Last year I was invited to ElixirConf Latin America in Colombia to give a talk, I proposed to also give a tutorial about Riak Core and they said that it should be in Elixir, so I started looking into Elixir to translate my Riak Core material to it.
At the same time I was learning about pretty printers and I decided to use it as a joke in my talk and a way to learn Elixir by implementing a pretty printer for Elixir from the Erlang Abstract Syntax Tree.
The joke didn't work, but it resulted in the prototype of Elixir Flavoured Erlang.
This year I was invited to give another talk about languages on the Erlang virtual machine at Code BEAM Brasil 2020 and I thought it would be a good idea to continue working on it and maybe announce it at the talk.
To measure progress I built some scripts that would transpile the Erlang standard library to Elixir and then try compiling the resulting modules with the Elixir compiler, I would pick one compiler error, fix it and try again.
With this short feedback loop and a counter that told me how many modules compiled successful it was just a matter of finding errors and fixing them. At the beginning each fix would remove lot of compiler errors and some times surface new ones, after a while each error was a weird corner case and progress slowed.

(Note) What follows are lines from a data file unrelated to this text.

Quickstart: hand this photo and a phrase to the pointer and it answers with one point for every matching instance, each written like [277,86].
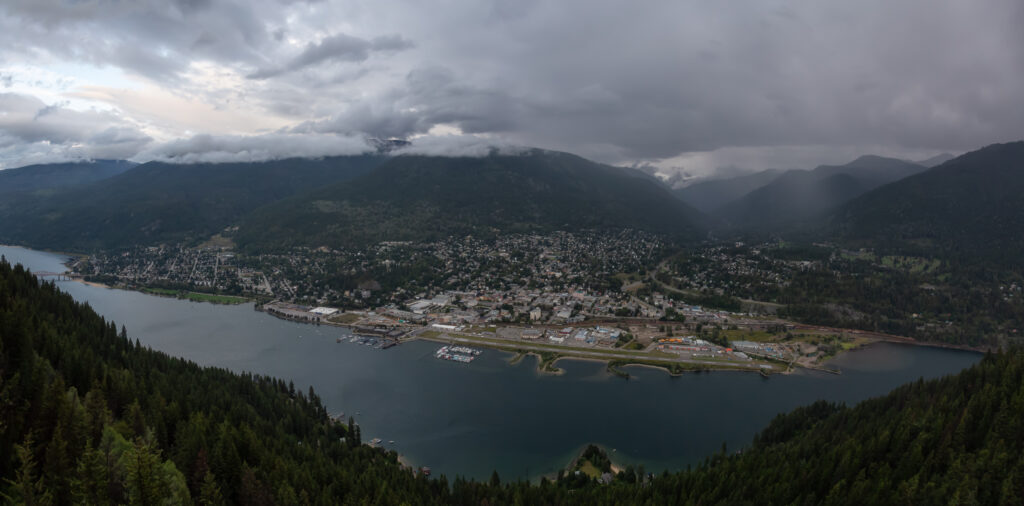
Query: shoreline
[871,335]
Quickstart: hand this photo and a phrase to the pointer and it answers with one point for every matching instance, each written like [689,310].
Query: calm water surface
[471,419]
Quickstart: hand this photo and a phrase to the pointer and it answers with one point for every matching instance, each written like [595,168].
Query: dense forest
[88,416]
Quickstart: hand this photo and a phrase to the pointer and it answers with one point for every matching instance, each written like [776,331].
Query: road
[572,352]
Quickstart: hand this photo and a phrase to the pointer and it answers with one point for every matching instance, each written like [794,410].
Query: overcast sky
[682,85]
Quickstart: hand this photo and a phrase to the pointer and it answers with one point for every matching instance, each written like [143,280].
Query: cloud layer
[680,84]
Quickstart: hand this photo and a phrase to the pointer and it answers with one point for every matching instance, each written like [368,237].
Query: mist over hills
[345,200]
[45,176]
[159,202]
[424,198]
[971,206]
[965,206]
[800,197]
[712,195]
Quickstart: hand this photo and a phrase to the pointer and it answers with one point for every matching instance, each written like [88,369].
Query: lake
[488,415]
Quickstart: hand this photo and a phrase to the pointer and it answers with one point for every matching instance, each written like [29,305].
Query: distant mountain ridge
[342,201]
[799,197]
[971,206]
[423,198]
[158,202]
[45,176]
[712,195]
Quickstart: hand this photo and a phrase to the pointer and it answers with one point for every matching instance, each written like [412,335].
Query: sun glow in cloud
[687,86]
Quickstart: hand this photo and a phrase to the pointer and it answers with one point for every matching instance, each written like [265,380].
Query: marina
[458,353]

Some days before the talk I managed to transpile all of Erlang/OTP and 91% of the Elixir translations compiled successfully.
The result is of course Elixir Flavoured Erlang, but as a side effect I have Erlang/OTP in Elixir, so I decided to publish it too.
Enter otp.ex: Erlang/OTP transpiled to Elixir.
The objective of this repository is to allow Elixir programmers to read Erlang code for projects they use, most of the code compiles but I can't ensure that it behaves identically to the original source.
While writing the readme of efe I needed some example that wasn't OTP so I decided to also transpile a widely used project on Erlang and Elixir: the Cowboy web server
The ^ match operator in Elixir
In Elixir variable bindings by default rebind to the new value, if they are already bound and you want to pattern match on the current value you have to add the ^ operator in front:
In Erlang variables are bound once and then always pattern match, the easy part of the translation is that I know that when a variable is bound and in match position I have to add the ^, the thing is that I can't add the ^ on the first binding and I have to know where variables are in match position.
For this I do a pass on the Erlang Abstract Syntax Tree and I add annotations on variables to know if it's already bound and if it's in match possition, the pretty printer in the second pass checks those annotations to know if it has to add the ^ or not.
Why some modules don't compile?
Here's a list of reasons why the remaining modules don't compile after being transpiled.
For comprehensions must start with a generator
There's a weird trick in Erlang where you can generate an empty list if a condition is false or a list with one item if a condition is true by having a list comprehension that has no generator but has a filter.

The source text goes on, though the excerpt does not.